TSB boss Paul Pester has stepped down from the beleaguered bank after further IT problems saw customers again locked out of their accounts.
It is the latest a string of technology failures that began in April with a botched migration to a new system that saw up to 1.9 million customers denied access to online banking.
The chief executive's seven-year tenure ended with immediate effect on Tuesday morning.
TSB's non-executive chairman, Richard Meddings, will become executive chairman and start the search for a new CEO.
The news came shortly after hundreds of TSB customers posted on social media on Monday that they were experiencing issues including “duplicate transactions”.
Mr Meddings said: “Although there is more to do to achieve full stability for customers, the bank's IT systems and services are much improved since the IT migration.
“Paul and the board have therefore agreed that this is the right time to appoint a new chief executive for TSB.”
“Together with the executive committee, we have three immediate priorities: to complete the work of putting things right for customers; to enable the bank to achieve full functionality – including the availability of all product services and launch of a leading business banking offer; and appointing a chief executive for the next chapter of TSB.”

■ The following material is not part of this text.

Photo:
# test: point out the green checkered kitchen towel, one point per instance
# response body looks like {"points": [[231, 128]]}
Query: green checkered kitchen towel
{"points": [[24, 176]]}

Responding to news he would step down, committee chair Nicky Morgan said: “Since the IT problems at TSB began, Paul Pester set the tone for TSB's complacent and misleading public communications.
”The Treasury Committee, therefore, concluded that it lost confidence in Dr Pester's position as chief executive of TSB.
“In this light, it is right that he is stepping down.
“But the Committee remains concerned about the continuing problems at TSB, including unacceptable delays in compensating customers who have been badly let down.
“It is to be hoped that Dr Pester's successor is able to restore the confidence of the bank's long-suffering customers.”